At the local area level, health care delivery was characterized by the supply of internal medicine subspecialists per county using Area Resource File data (24), which include US county records of the number of internal medical subspecialists (including but not limited to rheumatology and nephrology, but excluding general internal medicine medical doctors) who provide direct patient care to civilians. If participants resided in a county that had no subspecialists, then they were assigned the value “zero subspecialists in county.” Of the remaining observations, we calculated the county rates of the number of persons per subspecialist and categorized the distribution into 2 groups: counties with 1 subspecialist per 1,000–8,000 population (the bottom quartile of persons per subspecialist) and counties with 1 subspecialist per 8,001–123,000 population (remaining quartiles).

In the analysis, we controlled for potential confounding by including demographic characteristics and health status. Demographic characteristics included age, sex, and race/ethnicity (non-Hispanic white versus all other). We measured health status with the Medical Outcomes Study Short Form 36 health survey physical functioning scale, the Center for Epidemiologic Studies Depression Scale (29), and a self-reported global rating of SLE disease activity in the 3 months preceding the interview (similar to a visual analog scale, but used over the telephone where participants were asked to rate their SLE disease activity on a 0–10 scale). The global rating of SLE was intended as a disease-specific measure of health (30).

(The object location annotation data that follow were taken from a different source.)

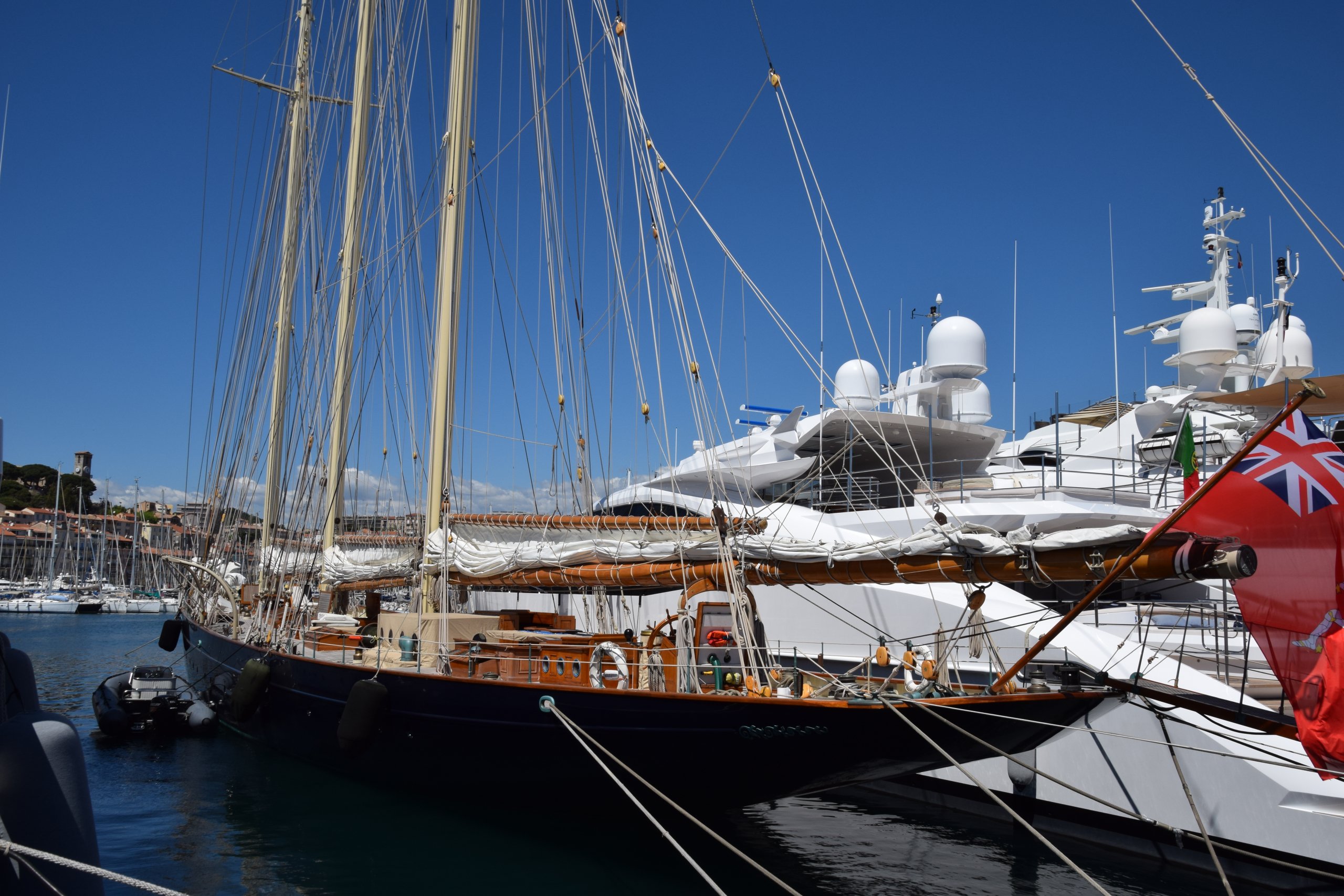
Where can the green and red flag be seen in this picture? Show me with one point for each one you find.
(1186, 457)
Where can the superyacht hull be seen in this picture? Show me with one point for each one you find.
(723, 751)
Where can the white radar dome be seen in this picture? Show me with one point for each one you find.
(972, 406)
(1247, 323)
(858, 386)
(956, 349)
(1208, 336)
(1297, 349)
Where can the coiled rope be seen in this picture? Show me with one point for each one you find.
(549, 705)
(11, 849)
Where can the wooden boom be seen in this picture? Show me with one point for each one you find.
(1184, 558)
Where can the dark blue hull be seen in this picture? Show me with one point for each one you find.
(459, 734)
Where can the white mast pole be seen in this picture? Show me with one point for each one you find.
(1015, 340)
(338, 445)
(135, 536)
(288, 273)
(461, 93)
(56, 520)
(1115, 339)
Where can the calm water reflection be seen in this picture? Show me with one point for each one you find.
(227, 816)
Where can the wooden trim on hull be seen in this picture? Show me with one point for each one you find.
(793, 746)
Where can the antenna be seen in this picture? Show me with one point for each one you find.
(934, 313)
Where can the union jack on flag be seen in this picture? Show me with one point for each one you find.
(1299, 465)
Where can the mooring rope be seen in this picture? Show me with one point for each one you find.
(992, 796)
(11, 849)
(549, 705)
(1194, 809)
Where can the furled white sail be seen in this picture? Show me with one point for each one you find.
(483, 551)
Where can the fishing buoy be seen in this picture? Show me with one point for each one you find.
(170, 633)
(359, 719)
(250, 688)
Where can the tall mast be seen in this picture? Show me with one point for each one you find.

We used the prevalence of SLE-related events as a proxy measure for disease severity. Participants were asked if they had had any of the following manifestations or procedures in the preceding 12 months: kidney problems due to SLE, kidney biopsy, kidney transplant, dialysis, bronchoscopy, lung biopsy, pleurisy, pericarditis, hemoptysis, deep vein thrombosis, pulmonary embolism, transient ischemic attack, stroke, heart attack, eye clot, vision loss, other blood clots, or seizures. Since 1 of the 4 yearly interviews assessed only 11 of the 18 above events, we calculated the proportion of events experienced and categorized the distribution into 3 levels: no events, ≤20% of events (corresponding to 2 SDs above the mean), and >20% of events, rather than using a count data. We also controlled for the number of years since SLE diagnosis.

Random-effect variable.

We obtained data on hospital service areas (HSAs) from the Dartmouth Atlas of Health Care (25). An HSA is a geographic area defined by a collection of zip codes within which residents receive the majority of their hospital care. After matching LOS records to an HSA by zip code, we found that the LOS sample represented 337 of the 3,436 nationwide HSAs. In order to make inferences to the HSA population, we modeled HSA as a random effect. By analyzing HSA as a random effect we were able to examine whether the relationships between the aforementioned predictors and number of physician visits for SLE vary from HSA to HSA. Of note, the geographic areas of HSAs are not required to be contiguous and may cross political boundaries (25). For example, 2 participants who reside in the same county may reside in 2 different HSAs. As a result, the variable in this study that was measured at the county geographic level (county supply of specialist) was not completely nested within the HSA, which precluded performing a multilevel or hierarchical methods analysis.

Statistical analysis.

Exploratory analyses of the dependent variable demonstrated that the total number of physician visits for SLE had a skewed distribution, with a minority of participants with very high physician use. Therefore, we transformed the number of physician visits for SLE to its natural logarithm prior to estimating the models. After estimation we used a smearing factor to transform this measure back to natural terms (31).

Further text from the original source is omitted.